Background
Children with cancer and their families are at risk for short- and long-term psychosocial difficulties. Screening for psychosocial risk remains inconsistent, leading to inequitable access to psychosocial services. The Psychosocial Assessment Tool (PAT) is an evidence-based caregiver report screener of family psychosocial risk ready for implementation in a nationwide cluster randomized trial that will test two implementation strategies across 18 pediatric cancer centers. The current study, conducted in preparation for the trial, solicited the perspectives of key stakeholders about two proposed implementation strategies identified during previous research which focus on health equity and screening of all families (universal screening). Results were used to refine the implementation strategies for testing in the subsequent trial.
Methods
Semi-structured interviews with 19 key stakeholders (parents, health care providers, pediatric oncology organizations, and pediatric healthcare leaders) were conducted regarding the two implementation strategies.

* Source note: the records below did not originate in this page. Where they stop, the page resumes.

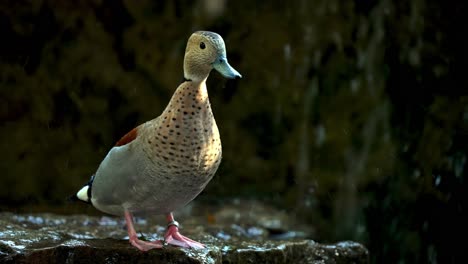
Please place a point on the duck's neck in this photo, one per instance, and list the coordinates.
(190, 98)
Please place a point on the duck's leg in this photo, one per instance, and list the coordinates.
(173, 236)
(133, 238)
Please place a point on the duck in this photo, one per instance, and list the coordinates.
(163, 164)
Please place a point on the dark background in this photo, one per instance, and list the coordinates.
(352, 116)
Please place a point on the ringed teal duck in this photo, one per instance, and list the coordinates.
(163, 164)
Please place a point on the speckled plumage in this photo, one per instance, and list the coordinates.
(165, 163)
(181, 151)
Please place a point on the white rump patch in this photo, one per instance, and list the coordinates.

Strategy I is a training webinar; Strategy II is training + implementation enhanced resources, which includes a champion at each site and monthly peer support consultation calls. Data were analyzed using directed content analysis with deductively derived codes based on the Interactive Systems Framework and inductive codes based on emerging data.
Results
Stakeholder interviews provided rich data to rigorously modify the proposed implementation strategies. Implementation strategies were modified in consistent with these recommendations: engaging providers by framing family psychosocial screening as an opportunity for more efficient and effective practice; setting clear expectations about the importance of screening 100% of children and their families to achieve the goal of universal screening, equity of care, and reduction of disparities; and adapting successful strategies for systematic implementation of screening to ensure optimal engagement with children and their families throughout their care.
Conclusions
Stakeholder input strengthened implementation strategies by suggesting modifications that emphasized health equity and reduction in health disparities. Using implementation science methods to build on a long-standing program of research provided practical insights about immediate needs of families and historical insights regarding structural inequities such as language differences and access to services. Resulting strategies address all levels of the social ecology for children’s cancer care, including the patient, family, provider, healthcare system, and community.